Treat others like you want to be treated is the motto I hear a lot and I practice myself. Although I'm far from perfect I always have my basic values and manners to fall back on. I don't have to think about it, it's the way I was raised and it's the way I raise my children. Without the basic values and manners in your baggage you're doomed to be an outcast I always thought. I still think that but I'm spotting a trend where a " thank you", " you're welcome" or " have a nice day" are being replaced by saying nothing at all or a stumbling sound that must be equivalent for that. Call me old-fashioned but I think of that being rude.
I will give examples of what I think and teach should be mandatory for everyone when it comes to social behavior and its manners.
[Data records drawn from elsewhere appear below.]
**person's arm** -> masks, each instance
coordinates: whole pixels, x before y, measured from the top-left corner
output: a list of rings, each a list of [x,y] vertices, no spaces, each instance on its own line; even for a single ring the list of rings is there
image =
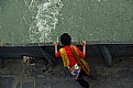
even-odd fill
[[[55,56],[56,56],[56,57],[59,57],[60,54],[59,54],[58,51],[57,51],[58,42],[54,42],[54,45],[55,45]]]

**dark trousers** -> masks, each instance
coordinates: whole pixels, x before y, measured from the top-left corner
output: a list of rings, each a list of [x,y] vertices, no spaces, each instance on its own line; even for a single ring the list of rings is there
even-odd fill
[[[89,84],[85,80],[81,72],[76,80],[81,85],[82,88],[89,88]]]

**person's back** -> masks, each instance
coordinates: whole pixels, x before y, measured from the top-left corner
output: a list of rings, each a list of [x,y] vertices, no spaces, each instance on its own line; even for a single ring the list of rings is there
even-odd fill
[[[76,45],[71,44],[71,37],[68,35],[68,33],[64,33],[60,36],[60,43],[64,45],[57,51],[57,45],[58,42],[55,42],[55,56],[56,57],[62,57],[64,67],[67,67],[68,70],[70,72],[71,76],[84,87],[84,88],[90,88],[89,84],[84,79],[84,75],[81,73],[81,69],[78,65],[77,57],[74,54],[75,52],[78,53],[79,57],[85,57],[86,56],[86,41],[82,42],[82,51],[81,52]]]

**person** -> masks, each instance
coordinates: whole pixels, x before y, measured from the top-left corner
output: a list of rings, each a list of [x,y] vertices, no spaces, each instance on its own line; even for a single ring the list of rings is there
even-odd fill
[[[79,66],[80,57],[84,58],[86,56],[86,41],[82,42],[82,52],[76,46],[71,44],[71,37],[68,33],[64,33],[60,35],[60,43],[64,47],[57,50],[58,42],[54,42],[55,46],[55,56],[62,57],[64,67],[67,67],[70,72],[73,78],[75,78],[82,88],[91,88],[88,81],[85,80],[85,73],[86,75],[90,73],[87,72],[87,68],[82,70],[82,67]],[[86,67],[86,65],[85,65]]]

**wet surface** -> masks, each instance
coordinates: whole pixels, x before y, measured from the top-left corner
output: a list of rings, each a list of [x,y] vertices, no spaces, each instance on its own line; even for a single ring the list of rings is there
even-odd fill
[[[120,61],[121,59],[121,61]],[[96,75],[88,77],[93,88],[132,88],[133,59],[118,58],[112,67],[96,65]],[[4,59],[0,69],[0,88],[81,88],[71,79],[62,64],[44,65],[38,59],[35,65],[23,63],[21,58]]]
1. Speaking with two words. Yes or no isn't good enough. It should be " Yes Sir" or " Yes Ma'am" when children reply to adults. Whether adults reply to each other with a simple yes or no depends on the situation and how well they know each other. Note, this obviously applies when children respond to their parents.
2. Calling mom or dad actually calling mom or dad. As I said call me old-fashioned but I'm getting beyond annoyed when I hear children calling their parents by their first name. It's a personal choice but when making that choice you take away a lot of the " respect" factor we want to teach our children. Teachers who think it makes them popular by letting their students address them by their first name should be send to an etiquette seminar. That's not-done for me. The only exception that might occur is at universities where students have reached an age of adulthood and a mutual respect still can exist by agreeing to call each other by the first name.
3. Thank you and you're welcome. Should be rule number one and I think it is in most households. Overdoing it shouldn't be necessary but where it applies children and adults should reply with a " thank you " or " you're welcome" instead of a humming sound where I have to guess it's too much to ask to say those simple words. It happens more and more when I say " thank you" I'll get a "mmm, mmm", reply. On two occasions I already asked if they could repeat themselves because I couldn't understand what they were saying. Of course I could but that was my way of expressing my disapproval.
4. Wishing someone a nice day or a good weekend. It's a form of being polite which makes the end of any interaction a pleasant one. " Have a good one" has become familiar to me now and I even use it so now and then because I know it's well meant and socially excepted.
5. When my children stay at someone else for a certain amount of time I teach them to say " Thank you for your hospitality" when it's time to leave. In the beginning they were giggling about it which I totally understand but I've heard them saying it when picking them up and it's being highly appreciated by the recipient. " Thanks for having me " is an alternative which I personally won't use.
6. Introducing yourself. I will leave the adults out of this whereas I assume more than 90 percent of adults introduces themselves by a handshake and sharing their first and last name. I know and I've seen the exceptions and it's another form of social disability I get chills from. If my children go somewhere for the first time I want them to take the initiative and introduce themselves to the adults and other children by reaching out their hand and tell them their name with a " It's nice to meet you".
Teaching your children the basic manners of social behavior is a win-win situation and will hopefully prevent the downfall of not displaying it anymore. They only can profit from it, nor harm can be done and we can only hope they'll stick to what we've taught them.